Said She

One balmy night in 2007, in between mouthfuls of our favorite Pinoy food in a restaurant called Angelines, she said and I quote verbatim, ‘The older I get the more it makes sense that I should marry a Filipino’.  That very moment my jaw was semi-paralyzed in disbelief, leaving the rice and bistek hanging tasteless in my mouth. That can’t be. She was the epitome of the immigrant Ilocano who can no longer claim the Philippine north as home. Western culture has claimed her whole making it unbelievable that she would actually consider such prospect. And from my slightly naive scheme of things during those times, I considered her the guru of crossing racial lines and breaking international borders … the very person who convincingly did a great job of expanding my once unwilling mind to the exciting prospect and reality of interracial connections. How ironic! Just when I started embracing the thought, the guru flakes out on me and suddenly subscribes to the belief I tried so hard to trash before — racial exclusivity especially in matters of the heart. After having been revived from my shocked state, I laughed so hard that night. It was 2007, the hottest of summer like how it is tonight. Now, it’s 2011. Really. Yes. She married a Filipino for real. And as planned. What can I say. I’m again paralyzed in disbelief. Maybe I will laugh later like before …      


  1. Shawie says:

    I think I know who you are referring to..

  2. Merry Car says:


  3. Ivie Joy says:

    :-)))) i love that night macar!!! hahhahahha!!!!!

  4. Thomas says:

    one of the reasons i think we fell in love is because we found in each other a kindred spirit…a common view of the world. we both believe we ought to be successful in america AS AMERICANS, but deeply rooted within us is the need to still remain FILIPINO in our heart of hearts.

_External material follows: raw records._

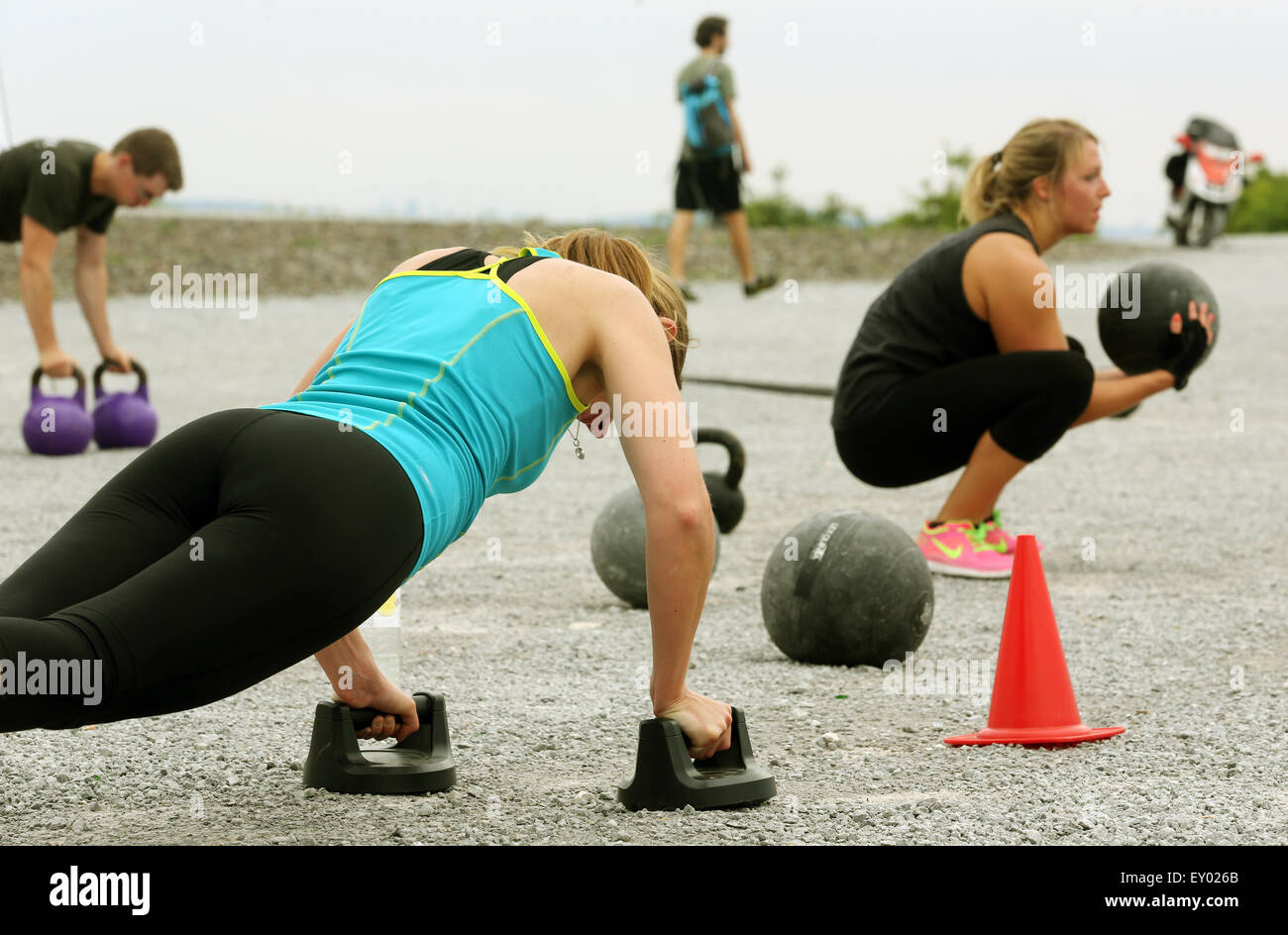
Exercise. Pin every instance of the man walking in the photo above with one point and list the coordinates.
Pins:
(53, 185)
(706, 176)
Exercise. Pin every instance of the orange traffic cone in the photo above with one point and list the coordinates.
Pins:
(1031, 694)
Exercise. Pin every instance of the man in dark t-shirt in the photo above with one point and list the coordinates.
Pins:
(48, 187)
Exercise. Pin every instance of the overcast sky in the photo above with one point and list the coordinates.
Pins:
(566, 108)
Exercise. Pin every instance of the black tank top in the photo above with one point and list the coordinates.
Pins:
(468, 260)
(919, 324)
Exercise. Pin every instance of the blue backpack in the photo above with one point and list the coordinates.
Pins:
(706, 119)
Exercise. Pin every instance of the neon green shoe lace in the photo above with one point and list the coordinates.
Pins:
(979, 544)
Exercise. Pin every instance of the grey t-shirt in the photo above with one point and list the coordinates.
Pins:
(695, 69)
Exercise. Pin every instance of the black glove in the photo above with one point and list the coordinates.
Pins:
(1185, 351)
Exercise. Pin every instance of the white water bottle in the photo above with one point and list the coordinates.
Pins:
(382, 633)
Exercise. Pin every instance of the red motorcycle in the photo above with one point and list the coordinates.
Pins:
(1207, 178)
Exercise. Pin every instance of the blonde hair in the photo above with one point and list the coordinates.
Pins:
(1000, 183)
(622, 257)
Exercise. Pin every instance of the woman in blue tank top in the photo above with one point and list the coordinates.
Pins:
(277, 531)
(962, 363)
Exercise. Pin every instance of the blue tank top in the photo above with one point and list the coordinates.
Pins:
(452, 373)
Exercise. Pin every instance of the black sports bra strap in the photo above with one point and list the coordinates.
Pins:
(469, 260)
(462, 260)
(507, 268)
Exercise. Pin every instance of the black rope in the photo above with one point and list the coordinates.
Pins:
(794, 388)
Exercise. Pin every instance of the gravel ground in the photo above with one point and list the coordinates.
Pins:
(1173, 629)
(322, 257)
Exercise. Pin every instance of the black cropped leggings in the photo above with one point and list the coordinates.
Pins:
(927, 425)
(233, 548)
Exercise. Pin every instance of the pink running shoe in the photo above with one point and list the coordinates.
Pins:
(996, 535)
(960, 548)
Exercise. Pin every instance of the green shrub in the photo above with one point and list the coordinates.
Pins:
(1263, 206)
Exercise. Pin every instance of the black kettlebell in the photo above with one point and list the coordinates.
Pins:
(726, 501)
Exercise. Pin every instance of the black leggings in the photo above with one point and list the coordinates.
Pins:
(236, 546)
(927, 425)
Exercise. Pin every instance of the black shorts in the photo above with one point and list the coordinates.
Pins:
(709, 184)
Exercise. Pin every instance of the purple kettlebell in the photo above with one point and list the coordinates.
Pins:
(56, 425)
(123, 420)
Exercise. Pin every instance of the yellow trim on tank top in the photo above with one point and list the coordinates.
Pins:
(505, 287)
(544, 458)
(442, 369)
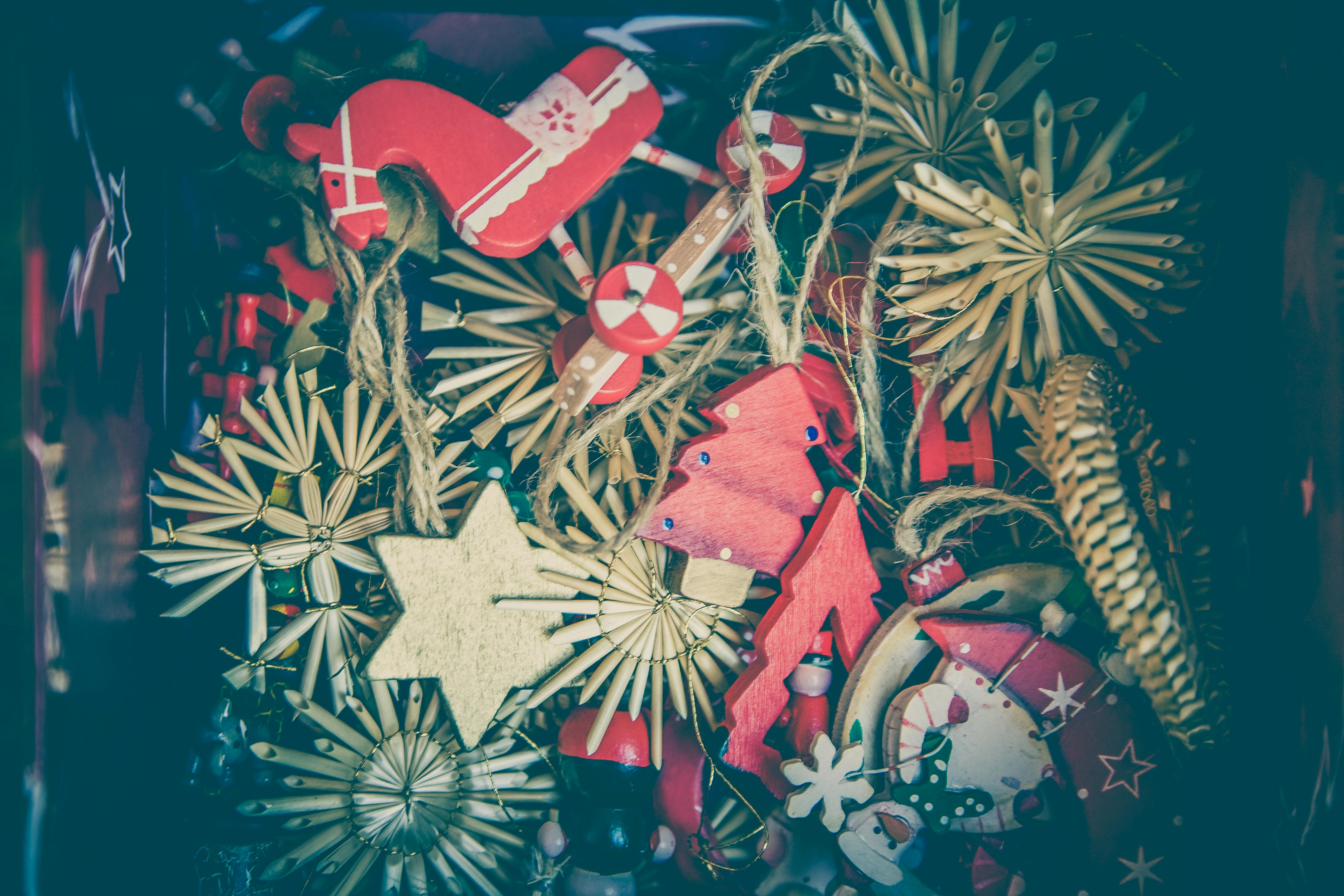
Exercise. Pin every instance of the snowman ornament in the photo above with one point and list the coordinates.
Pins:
(962, 758)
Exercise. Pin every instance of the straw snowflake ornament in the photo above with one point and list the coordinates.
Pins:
(924, 112)
(316, 539)
(1057, 234)
(396, 788)
(647, 637)
(511, 374)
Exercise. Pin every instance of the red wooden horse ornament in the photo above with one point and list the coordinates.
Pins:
(505, 183)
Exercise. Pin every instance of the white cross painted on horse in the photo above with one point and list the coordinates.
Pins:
(351, 173)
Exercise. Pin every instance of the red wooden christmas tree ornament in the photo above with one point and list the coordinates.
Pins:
(740, 492)
(830, 577)
(505, 183)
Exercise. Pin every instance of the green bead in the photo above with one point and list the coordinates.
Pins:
(522, 506)
(491, 465)
(283, 583)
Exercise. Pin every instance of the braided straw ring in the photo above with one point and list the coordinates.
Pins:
(1094, 440)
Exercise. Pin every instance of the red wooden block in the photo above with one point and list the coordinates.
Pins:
(740, 491)
(264, 105)
(310, 284)
(627, 739)
(505, 183)
(830, 577)
(937, 454)
(933, 578)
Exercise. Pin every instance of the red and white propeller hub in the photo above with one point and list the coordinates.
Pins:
(636, 308)
(783, 152)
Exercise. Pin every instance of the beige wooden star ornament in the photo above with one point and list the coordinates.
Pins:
(450, 628)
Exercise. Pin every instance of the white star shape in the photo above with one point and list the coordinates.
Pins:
(118, 252)
(1130, 774)
(1062, 698)
(827, 784)
(1140, 871)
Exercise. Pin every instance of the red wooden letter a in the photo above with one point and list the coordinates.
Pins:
(830, 575)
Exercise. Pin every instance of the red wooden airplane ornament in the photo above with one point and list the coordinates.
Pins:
(690, 253)
(505, 183)
(830, 577)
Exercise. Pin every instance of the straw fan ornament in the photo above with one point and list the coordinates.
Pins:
(393, 786)
(320, 535)
(646, 637)
(921, 111)
(507, 381)
(1092, 237)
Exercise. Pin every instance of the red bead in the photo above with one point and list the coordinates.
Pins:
(781, 156)
(636, 308)
(261, 108)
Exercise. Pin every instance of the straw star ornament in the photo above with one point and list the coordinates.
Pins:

    in terms of our careers and making friends, we have mastered the art of crossing racial boundaries and breaking through stereotypes – and we have enjoyed and embraced what our adopted home has to offer.

    but..coming home to meals of dinengdeng or pinakbet (i also always loved kinilaw and amapalaya!), going to church on sundays, expressing thoughts in our native tongue that just wouldn’t sound quite right if translated to our adopted tongue, having a wonderful time in a noisy family party with 30-50 people, watching cheesy filipino movies with our equally cheesy filipino friends…these are the things i’ll remember from our first year together and they are the reasons i look forward to spending the rest of our lives together.